Memahami Organisasi Dalam Era Millenium

Memahami Organisasi Dalam Era Millenium : Era yang sekarang merupakan suatu era perubahan yang sangat cepat. Dalam era ini kata kunci adalah “Change” Seperti yang dikatakan oleh seorang konsultan organisasi “If survival is the aim, change is the game.” [Fitzgerald, Laurie A.,]. Era yang sekarang, yang juga dikenal sebagai era globalisasi merupakan suatu era baru dalam peradaban manusia. Kecepatan informasi, super computer, tehnologi, dan ilmu pengetahuan yang berkembang pesat menyebabkan sadar kembalinya manusia pada ucapan Heraclitus “satu-satunya yang kekal adalah perubahan, anda tidak pernah menapakkan kaki anda kedua kalinya pada sungai yang sama”

Managemen perubahan/Change Management tidak lagi merupakan suatu “buzz word or fad” melainkan sudah merupakan kewajiban bagi setiap organisasi, setidak-tidaknya dalam wacana organisasi.
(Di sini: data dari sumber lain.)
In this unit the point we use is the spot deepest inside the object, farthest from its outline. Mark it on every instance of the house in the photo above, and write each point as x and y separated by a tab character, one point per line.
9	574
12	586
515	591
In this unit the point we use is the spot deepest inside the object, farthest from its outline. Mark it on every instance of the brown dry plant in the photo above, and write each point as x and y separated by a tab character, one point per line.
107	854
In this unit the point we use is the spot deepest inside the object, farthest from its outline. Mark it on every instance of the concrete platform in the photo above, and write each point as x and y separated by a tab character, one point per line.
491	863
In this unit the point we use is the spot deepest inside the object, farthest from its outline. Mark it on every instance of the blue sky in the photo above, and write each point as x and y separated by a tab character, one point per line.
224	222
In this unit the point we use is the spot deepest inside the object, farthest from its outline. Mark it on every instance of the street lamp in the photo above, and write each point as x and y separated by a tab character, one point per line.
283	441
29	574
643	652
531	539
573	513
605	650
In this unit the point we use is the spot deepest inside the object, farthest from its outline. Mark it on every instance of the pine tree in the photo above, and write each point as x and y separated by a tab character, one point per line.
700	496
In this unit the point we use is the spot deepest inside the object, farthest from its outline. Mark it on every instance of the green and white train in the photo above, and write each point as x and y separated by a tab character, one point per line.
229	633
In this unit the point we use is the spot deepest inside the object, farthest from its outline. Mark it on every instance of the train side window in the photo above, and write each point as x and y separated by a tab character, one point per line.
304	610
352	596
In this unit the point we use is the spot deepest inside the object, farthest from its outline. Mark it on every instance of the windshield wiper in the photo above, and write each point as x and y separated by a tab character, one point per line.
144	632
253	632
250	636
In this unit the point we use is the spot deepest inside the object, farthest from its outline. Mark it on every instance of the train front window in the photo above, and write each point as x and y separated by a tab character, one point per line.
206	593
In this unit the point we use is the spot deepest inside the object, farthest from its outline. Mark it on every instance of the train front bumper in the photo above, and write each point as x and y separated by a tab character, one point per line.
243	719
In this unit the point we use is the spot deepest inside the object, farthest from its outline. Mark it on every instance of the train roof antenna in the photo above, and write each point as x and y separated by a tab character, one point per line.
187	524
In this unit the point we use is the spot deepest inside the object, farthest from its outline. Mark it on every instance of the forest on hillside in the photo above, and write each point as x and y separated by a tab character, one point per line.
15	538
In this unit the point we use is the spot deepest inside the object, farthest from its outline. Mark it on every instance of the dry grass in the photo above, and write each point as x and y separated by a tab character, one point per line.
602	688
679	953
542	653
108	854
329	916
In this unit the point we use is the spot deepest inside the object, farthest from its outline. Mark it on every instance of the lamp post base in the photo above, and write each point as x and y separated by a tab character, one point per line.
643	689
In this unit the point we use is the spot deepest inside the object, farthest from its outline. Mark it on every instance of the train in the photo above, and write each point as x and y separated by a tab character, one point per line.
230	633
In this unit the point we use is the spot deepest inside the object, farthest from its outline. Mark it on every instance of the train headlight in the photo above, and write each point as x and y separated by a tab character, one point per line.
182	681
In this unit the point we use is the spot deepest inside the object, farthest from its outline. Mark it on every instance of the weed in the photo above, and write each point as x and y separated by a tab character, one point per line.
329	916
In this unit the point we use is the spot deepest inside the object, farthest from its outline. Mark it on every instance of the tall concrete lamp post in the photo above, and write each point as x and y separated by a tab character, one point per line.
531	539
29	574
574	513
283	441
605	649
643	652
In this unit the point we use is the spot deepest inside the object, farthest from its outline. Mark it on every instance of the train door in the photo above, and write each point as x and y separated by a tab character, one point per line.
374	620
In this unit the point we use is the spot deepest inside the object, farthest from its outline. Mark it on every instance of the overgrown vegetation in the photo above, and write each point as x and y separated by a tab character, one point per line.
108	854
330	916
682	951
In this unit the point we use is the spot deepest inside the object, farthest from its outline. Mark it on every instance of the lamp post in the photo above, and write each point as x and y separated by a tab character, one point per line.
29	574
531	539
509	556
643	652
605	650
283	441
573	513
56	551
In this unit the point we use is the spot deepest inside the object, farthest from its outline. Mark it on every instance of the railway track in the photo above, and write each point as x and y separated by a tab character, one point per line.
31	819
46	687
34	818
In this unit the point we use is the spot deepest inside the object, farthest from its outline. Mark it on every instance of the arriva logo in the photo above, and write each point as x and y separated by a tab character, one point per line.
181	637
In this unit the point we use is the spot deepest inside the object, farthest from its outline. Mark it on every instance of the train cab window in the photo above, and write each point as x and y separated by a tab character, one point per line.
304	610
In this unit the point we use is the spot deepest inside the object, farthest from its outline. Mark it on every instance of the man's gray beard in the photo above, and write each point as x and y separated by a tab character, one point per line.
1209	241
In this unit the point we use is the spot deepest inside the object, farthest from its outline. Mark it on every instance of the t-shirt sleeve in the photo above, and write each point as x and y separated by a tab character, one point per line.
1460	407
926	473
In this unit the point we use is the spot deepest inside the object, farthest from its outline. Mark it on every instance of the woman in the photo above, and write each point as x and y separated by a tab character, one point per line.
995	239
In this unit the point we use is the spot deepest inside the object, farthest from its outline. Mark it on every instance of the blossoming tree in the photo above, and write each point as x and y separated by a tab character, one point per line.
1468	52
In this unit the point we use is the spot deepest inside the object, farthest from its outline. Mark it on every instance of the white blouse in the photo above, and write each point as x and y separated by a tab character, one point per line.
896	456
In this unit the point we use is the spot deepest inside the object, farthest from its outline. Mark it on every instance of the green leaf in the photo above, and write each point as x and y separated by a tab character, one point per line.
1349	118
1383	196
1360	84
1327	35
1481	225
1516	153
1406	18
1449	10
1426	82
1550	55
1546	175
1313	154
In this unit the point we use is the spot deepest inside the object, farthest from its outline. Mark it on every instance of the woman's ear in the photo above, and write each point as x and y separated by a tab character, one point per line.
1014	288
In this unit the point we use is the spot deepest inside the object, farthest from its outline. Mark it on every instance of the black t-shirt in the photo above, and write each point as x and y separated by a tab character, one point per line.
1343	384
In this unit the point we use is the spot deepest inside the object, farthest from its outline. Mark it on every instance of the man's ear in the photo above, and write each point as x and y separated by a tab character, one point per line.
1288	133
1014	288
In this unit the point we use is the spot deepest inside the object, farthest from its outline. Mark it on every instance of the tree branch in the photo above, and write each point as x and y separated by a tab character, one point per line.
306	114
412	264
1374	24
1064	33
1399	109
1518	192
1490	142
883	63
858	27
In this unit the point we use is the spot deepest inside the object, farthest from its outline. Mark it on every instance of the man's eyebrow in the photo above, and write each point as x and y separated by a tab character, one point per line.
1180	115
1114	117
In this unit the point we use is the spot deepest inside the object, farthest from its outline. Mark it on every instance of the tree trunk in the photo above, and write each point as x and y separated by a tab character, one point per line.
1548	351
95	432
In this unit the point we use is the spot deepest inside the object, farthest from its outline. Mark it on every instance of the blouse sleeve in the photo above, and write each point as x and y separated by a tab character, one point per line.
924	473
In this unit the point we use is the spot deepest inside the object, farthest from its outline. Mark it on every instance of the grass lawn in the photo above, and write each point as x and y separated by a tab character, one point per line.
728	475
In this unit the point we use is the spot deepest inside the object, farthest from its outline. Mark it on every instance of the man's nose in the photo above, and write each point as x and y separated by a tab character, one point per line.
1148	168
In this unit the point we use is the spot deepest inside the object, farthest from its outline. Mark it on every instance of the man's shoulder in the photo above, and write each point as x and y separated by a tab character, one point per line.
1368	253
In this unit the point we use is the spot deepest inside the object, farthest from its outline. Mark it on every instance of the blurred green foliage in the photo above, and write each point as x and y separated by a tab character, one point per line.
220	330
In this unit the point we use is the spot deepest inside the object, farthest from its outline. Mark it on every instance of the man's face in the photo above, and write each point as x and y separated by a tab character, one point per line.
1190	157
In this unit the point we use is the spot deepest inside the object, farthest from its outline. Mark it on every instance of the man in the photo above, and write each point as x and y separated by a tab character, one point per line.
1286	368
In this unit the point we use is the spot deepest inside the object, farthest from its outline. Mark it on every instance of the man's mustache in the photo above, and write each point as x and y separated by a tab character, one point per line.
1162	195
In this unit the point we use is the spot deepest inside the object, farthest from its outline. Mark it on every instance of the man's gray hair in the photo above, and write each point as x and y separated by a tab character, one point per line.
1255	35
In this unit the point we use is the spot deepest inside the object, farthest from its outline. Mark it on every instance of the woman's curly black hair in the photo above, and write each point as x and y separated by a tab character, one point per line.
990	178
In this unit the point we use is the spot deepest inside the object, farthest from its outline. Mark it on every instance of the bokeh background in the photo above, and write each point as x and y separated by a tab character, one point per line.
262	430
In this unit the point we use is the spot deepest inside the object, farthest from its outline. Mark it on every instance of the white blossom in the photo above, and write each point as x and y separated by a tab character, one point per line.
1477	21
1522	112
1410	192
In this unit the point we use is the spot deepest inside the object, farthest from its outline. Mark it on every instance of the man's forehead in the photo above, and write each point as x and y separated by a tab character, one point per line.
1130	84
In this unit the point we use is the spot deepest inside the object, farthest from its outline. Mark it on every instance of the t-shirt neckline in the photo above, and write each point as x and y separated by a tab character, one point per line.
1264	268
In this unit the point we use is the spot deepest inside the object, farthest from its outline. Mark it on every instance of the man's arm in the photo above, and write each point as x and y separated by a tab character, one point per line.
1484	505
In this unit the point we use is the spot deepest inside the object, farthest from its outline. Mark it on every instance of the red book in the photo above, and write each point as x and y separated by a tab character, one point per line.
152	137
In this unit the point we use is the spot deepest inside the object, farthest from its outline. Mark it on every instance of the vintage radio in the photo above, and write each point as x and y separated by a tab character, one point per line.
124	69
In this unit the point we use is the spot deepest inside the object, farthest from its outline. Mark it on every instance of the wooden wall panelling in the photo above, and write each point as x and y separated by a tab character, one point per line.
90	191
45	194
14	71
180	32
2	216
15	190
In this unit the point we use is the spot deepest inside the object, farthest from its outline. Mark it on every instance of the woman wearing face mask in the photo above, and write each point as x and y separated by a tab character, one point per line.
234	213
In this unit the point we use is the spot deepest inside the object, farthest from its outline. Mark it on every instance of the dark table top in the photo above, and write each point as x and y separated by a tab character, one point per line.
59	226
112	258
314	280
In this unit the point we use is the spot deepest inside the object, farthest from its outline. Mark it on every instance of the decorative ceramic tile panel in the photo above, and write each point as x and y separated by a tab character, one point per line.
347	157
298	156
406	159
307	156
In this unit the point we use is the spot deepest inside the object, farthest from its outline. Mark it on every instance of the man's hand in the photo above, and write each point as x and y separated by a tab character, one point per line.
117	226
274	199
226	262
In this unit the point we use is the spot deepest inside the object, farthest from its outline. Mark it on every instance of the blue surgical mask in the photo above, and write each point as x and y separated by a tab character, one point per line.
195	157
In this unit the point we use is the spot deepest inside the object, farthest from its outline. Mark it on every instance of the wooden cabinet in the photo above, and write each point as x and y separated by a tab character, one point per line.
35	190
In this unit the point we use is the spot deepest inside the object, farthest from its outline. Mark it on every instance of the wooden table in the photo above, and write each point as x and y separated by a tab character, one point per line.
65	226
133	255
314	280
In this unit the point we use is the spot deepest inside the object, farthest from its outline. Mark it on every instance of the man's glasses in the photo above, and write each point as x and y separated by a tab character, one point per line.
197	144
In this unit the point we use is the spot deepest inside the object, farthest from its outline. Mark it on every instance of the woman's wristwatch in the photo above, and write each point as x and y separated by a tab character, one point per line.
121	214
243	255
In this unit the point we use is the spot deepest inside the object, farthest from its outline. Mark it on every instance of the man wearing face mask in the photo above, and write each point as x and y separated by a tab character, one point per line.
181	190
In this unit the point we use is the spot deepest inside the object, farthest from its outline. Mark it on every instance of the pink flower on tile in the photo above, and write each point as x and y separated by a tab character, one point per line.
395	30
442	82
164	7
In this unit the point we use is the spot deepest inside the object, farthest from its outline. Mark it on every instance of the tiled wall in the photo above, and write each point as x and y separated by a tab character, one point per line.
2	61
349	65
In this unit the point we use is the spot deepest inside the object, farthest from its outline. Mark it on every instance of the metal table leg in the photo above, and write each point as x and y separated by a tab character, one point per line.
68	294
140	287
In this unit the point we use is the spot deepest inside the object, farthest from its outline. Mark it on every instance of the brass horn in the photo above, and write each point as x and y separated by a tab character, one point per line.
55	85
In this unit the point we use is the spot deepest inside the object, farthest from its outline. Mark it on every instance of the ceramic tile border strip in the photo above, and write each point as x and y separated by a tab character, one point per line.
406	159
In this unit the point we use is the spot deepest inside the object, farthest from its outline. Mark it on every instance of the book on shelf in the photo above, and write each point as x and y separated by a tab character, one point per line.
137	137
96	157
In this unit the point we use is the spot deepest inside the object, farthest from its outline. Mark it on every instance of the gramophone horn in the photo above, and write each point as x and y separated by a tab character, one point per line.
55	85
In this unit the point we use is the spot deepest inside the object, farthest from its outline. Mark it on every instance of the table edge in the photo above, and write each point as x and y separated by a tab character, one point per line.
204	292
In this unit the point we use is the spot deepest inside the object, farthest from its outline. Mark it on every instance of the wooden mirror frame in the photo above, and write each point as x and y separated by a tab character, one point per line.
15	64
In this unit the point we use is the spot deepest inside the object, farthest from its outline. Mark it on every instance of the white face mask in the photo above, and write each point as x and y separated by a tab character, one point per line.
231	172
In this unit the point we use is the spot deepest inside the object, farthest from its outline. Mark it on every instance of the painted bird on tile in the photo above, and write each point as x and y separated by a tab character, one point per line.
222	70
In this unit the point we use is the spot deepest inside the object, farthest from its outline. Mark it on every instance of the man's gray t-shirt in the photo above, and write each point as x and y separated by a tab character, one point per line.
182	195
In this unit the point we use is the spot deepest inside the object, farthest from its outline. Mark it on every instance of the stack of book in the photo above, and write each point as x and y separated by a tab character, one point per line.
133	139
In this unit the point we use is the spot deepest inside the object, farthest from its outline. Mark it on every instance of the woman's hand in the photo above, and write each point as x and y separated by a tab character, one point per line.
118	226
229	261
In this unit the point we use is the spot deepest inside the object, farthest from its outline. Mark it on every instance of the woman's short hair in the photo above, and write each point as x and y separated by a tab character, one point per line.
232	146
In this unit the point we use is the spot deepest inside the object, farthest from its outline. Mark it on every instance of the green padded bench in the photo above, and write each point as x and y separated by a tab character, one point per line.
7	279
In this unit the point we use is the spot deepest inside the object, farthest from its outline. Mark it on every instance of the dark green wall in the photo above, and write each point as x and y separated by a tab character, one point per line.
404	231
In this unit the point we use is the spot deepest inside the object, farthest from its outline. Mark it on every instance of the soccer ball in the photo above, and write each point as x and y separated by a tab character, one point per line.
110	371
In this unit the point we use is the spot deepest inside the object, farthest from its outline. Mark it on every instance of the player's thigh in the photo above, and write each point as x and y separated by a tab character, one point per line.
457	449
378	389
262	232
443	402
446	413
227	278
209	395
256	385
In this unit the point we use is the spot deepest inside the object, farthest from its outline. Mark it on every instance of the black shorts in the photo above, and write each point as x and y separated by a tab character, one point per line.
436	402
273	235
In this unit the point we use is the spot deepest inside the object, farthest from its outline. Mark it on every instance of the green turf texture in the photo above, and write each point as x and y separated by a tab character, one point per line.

Mata ajaran Managemen perubahan/Change Management dapat dipastikan terdapat dalam kurikulum-kurikulum sekolah bisnis. Namun, harus diakui keberhasilan dalam pelaksanaan Change Management tidak terlalu sukses. Tehnik-tehnik Change Management seperti Organizational Reengineering, Organizational Redesign, Survey feedback, Process consultation ........ etc dapat dijumpai dalam setiap wacana mengenai organisasi. Setiap tehnik baru dalam melakukan perubahan yang ditawarkan oleh konsultan atau teoritisi organisasi akan segera mendapat tempat dalam pikiran para manager organisasi, meskipun tidak didukung oleh data penelitian yang akurat mengenai keberhasilannya.

Hasil yang kurang memuaskan dalam melakukan perubahan organisasi menimbulkan suatu rasa ingin tahu “apakah ada sesuatu yang kurang tepat dalam pemahaman organisasi selama ini?”. Mungkin diperlukan suatu cara pandang baru mengenai organisasi yang dapat membuat pemahaman yang lebih “baik” tentang organisasi dalam era perubahan ini.

Pemahaman Organisasi Saat Ini.
Cara pandang mengenai organisasi tidak dapat dilepaskan dari “semangat zaman”, dalam arti cara pandang tentang organisasi dipengaruhi kuat sekali oleh cara pandang yang dominan mengenai alam realitas pada saat itu.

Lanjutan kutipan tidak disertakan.